For an example of fail-stalled being not only practical but preferred, consider tag-out locking systems (exclusive-access locks used to prevent machines from being turned on while maintenance is being performed on them.) If there was a digital lock of that type, you wouldn't want to ever automatically time it out. A human put that lock there, to keep them alive. They'll take it off when they're done. If you really suspect someone forgot to unlock the tag-out lock, you can always go and check with the lock's acquirer. But if you can't get in contact with them, you can't know that they don't still have their hands up in the gears of the machine. And in this case, failing to auto-restart the assembly line (until the "partition" is over and you can just ask the maintenance worker why they're still holding the lock) is worth much less than said maintenance worker's life.
I can't come up with a good reason as to why one would want to fail stalled. In what scenario would one want to have a distributed lock that fails in that way?
At our job someone decided to use a ready-to-use Go library which used Redis for distributed locking. But I found that it was broken by design and completely unreliable, and we had random transient errors stemming from it. It worked OK 99.9% the time, but once in a while we were getting inconsistent state in our application. The description initially made sense and the usage looked simple. It worked by a node creating a value with a TTL, which was used to make the lock auto-expire if a node crashed. If a node found that a value under the same name was already found in Redis, it would block. Since access to Redis is serialized, all such actions were basically atomic. The problem was due to the auto-expire feature. The TTL can expire while your code under the lock is scheduled out due to GC or waiting for I/O. So the lock that you held could be released basically at any point of execution while you were supposedly under the lock. Extending the lock's TTL after every line of code isn't practical and probably prone to race conditions anyway (and the library IIRC didn't provide a way to do it). I read there's a technique called token fencing but it requires additional changes to the way your shared resources are accessed which isn't always possible. I still don't know how to do distributed locks right and there seem to be many broken implementations in the wild.
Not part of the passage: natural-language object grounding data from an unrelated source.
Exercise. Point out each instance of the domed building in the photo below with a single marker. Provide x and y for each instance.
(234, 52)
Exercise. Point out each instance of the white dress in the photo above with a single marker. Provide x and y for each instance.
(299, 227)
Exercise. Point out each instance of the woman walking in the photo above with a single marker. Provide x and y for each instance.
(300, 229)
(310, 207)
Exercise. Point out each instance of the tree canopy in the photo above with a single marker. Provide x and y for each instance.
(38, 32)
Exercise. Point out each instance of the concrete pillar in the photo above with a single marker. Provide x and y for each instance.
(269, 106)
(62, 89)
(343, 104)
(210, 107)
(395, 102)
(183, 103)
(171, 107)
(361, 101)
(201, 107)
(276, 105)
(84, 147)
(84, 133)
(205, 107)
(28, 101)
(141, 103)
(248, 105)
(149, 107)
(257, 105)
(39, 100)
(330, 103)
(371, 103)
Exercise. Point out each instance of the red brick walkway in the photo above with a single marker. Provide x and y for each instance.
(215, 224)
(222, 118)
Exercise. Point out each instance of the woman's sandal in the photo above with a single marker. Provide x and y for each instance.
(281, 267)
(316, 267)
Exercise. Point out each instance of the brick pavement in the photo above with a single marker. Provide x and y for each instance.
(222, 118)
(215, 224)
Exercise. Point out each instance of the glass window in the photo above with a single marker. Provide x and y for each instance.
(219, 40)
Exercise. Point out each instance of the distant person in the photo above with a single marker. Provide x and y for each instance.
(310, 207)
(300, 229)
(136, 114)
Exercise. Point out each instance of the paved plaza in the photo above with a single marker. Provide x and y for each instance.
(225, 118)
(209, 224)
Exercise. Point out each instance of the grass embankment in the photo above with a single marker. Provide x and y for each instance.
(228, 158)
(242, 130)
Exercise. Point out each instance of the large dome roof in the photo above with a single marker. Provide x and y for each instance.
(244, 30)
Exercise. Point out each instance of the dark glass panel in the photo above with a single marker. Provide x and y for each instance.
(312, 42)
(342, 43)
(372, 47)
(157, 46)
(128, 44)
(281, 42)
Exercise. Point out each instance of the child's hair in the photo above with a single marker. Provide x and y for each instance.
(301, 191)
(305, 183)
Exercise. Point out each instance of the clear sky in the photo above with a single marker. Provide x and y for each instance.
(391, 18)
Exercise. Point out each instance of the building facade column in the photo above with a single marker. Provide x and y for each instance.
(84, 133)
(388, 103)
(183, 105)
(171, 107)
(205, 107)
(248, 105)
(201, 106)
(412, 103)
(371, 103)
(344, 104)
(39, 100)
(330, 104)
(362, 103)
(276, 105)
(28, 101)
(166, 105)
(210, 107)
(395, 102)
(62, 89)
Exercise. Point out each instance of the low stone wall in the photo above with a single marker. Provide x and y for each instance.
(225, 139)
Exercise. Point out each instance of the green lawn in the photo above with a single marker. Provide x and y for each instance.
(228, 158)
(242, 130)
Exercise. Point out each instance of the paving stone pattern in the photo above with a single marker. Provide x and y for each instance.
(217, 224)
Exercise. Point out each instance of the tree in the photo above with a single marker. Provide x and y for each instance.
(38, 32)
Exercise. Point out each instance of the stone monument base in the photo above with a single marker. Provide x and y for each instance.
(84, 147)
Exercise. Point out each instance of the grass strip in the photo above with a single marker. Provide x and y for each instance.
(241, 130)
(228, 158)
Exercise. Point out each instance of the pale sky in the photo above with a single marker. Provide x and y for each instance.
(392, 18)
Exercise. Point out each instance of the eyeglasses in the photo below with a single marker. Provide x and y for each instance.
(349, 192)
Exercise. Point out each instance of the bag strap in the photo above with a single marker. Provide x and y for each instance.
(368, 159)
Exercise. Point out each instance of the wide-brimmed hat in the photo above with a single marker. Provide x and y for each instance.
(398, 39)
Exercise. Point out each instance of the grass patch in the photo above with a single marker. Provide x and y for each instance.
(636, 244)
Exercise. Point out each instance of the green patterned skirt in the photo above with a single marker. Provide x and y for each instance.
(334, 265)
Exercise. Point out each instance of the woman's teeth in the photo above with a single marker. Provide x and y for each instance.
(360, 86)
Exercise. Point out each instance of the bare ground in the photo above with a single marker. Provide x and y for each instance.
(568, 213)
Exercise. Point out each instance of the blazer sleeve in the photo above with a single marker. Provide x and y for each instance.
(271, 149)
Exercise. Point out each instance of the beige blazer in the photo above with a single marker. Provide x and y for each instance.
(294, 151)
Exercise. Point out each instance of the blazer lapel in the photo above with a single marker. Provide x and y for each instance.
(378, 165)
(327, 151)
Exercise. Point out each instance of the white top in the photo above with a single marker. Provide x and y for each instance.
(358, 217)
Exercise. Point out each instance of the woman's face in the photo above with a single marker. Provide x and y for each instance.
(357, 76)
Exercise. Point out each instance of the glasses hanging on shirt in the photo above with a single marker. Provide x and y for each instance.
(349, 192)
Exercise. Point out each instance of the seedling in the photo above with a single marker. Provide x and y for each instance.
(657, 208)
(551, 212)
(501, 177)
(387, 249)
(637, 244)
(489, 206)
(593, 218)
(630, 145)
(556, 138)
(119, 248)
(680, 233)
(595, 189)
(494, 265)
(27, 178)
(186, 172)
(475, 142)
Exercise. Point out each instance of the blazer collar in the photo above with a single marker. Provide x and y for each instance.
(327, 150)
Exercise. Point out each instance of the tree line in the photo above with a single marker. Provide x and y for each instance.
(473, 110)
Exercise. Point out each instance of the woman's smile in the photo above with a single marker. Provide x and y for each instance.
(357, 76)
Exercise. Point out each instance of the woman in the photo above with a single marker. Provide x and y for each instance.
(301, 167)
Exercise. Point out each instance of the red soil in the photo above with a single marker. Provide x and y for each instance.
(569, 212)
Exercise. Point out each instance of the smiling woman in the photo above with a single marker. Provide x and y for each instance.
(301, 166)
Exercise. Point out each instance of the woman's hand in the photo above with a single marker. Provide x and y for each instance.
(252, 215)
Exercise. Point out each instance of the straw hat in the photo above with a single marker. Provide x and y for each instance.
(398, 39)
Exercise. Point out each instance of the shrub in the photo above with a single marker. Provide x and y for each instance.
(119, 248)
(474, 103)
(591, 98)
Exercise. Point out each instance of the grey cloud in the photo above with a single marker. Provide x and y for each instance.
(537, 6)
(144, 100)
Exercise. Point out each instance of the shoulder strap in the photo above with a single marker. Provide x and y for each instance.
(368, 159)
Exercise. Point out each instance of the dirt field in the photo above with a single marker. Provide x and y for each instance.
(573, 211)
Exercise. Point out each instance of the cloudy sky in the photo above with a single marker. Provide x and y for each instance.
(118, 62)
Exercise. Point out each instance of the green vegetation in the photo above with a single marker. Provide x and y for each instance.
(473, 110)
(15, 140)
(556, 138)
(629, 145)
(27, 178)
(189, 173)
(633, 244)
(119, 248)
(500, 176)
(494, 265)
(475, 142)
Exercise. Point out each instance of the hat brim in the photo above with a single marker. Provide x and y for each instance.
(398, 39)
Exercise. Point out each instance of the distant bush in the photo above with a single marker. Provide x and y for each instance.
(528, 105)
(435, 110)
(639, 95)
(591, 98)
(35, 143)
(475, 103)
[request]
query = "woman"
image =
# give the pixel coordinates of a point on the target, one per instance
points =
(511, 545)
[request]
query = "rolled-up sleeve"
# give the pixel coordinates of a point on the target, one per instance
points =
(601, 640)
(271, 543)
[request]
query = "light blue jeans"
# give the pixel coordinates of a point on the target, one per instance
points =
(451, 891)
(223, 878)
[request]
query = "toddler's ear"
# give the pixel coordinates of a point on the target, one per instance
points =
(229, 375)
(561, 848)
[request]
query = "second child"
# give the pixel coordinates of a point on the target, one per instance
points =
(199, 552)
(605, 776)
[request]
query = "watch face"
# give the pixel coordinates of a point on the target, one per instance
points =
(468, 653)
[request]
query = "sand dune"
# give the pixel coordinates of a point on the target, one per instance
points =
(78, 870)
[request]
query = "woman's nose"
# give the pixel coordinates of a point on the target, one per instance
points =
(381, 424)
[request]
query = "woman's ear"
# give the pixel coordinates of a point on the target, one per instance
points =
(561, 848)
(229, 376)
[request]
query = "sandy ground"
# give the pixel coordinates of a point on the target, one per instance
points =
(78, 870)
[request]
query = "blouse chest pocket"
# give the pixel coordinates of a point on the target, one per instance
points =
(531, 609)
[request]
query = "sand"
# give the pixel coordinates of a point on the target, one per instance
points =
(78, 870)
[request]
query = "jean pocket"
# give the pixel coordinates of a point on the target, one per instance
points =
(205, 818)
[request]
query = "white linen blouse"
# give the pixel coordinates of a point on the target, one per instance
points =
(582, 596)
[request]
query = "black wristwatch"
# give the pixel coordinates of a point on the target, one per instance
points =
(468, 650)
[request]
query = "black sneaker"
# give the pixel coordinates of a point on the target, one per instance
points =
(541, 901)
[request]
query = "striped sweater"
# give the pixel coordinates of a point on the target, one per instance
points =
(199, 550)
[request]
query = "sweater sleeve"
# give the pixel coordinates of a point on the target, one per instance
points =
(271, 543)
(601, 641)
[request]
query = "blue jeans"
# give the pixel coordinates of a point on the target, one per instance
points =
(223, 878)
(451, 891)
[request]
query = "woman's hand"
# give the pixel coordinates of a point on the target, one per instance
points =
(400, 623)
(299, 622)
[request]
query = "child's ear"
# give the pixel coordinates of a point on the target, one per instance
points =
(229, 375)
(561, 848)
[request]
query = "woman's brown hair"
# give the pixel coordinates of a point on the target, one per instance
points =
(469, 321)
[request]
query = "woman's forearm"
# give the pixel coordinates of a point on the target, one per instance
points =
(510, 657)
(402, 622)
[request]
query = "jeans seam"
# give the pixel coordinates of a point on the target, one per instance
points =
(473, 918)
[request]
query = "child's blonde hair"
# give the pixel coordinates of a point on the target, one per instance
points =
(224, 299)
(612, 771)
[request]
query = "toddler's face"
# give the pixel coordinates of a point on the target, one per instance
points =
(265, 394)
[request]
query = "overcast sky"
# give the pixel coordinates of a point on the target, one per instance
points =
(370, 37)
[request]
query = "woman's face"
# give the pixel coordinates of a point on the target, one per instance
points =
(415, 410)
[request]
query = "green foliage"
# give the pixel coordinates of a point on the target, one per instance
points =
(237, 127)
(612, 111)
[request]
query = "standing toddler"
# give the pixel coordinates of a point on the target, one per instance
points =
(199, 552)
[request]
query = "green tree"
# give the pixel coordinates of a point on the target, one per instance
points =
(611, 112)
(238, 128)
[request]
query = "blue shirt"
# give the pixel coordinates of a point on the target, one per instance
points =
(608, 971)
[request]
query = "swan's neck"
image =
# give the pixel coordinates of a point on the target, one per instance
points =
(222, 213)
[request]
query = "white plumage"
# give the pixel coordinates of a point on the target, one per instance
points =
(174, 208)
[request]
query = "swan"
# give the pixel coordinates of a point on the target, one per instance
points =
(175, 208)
So Redis isn't really a distributed locking system. The locks are all managed by a central, non-distributed server: Redis. But this kind of lock is useful too. One nice approach to handling crashes in a system like this is to use the idea of fate sharing [1]: you upper-bound the lifetime of a held lock by the lifetime of the TCP connection it was taken on. When the connection goes, the lock is auto-released. To support this, Redis would have to have some kind of EXPIRE_ON_DISCONNECT command - I don't know if it does or not.
The idea of fate sharing is very general and useful: you can, for example, introduce reconnectable sessions, and attach shared state to those, which gets you transport-independence and the ability to recover from transport failure.
[1] Clark, David D. “The Design Philosophy of the DARPA Internet Protocols.” ACM SIGCOMM Computer Communication Review 18, no. 4 (August 1988): 106–14. https://doi.org/10.1145/52325.52336.
Yes, absolutely! The caveats are relevant to distributed locking, though: sharding would help scale out a locking system horizontally, but each subset of keyspace would still be a non-distributed locking service. Primary-secondary replication doesn't (as far as I can tell!) offer the necessary invariants to act as a locking service - at least, not when employing the straightforward technique GP mentions.
Which I guess is to say: what difference is there between a lease with an infinite timeout unless manually returned, and a "lock"?
Certainly the system deadlocks under partition but I'm not sure why that makes this "impossible".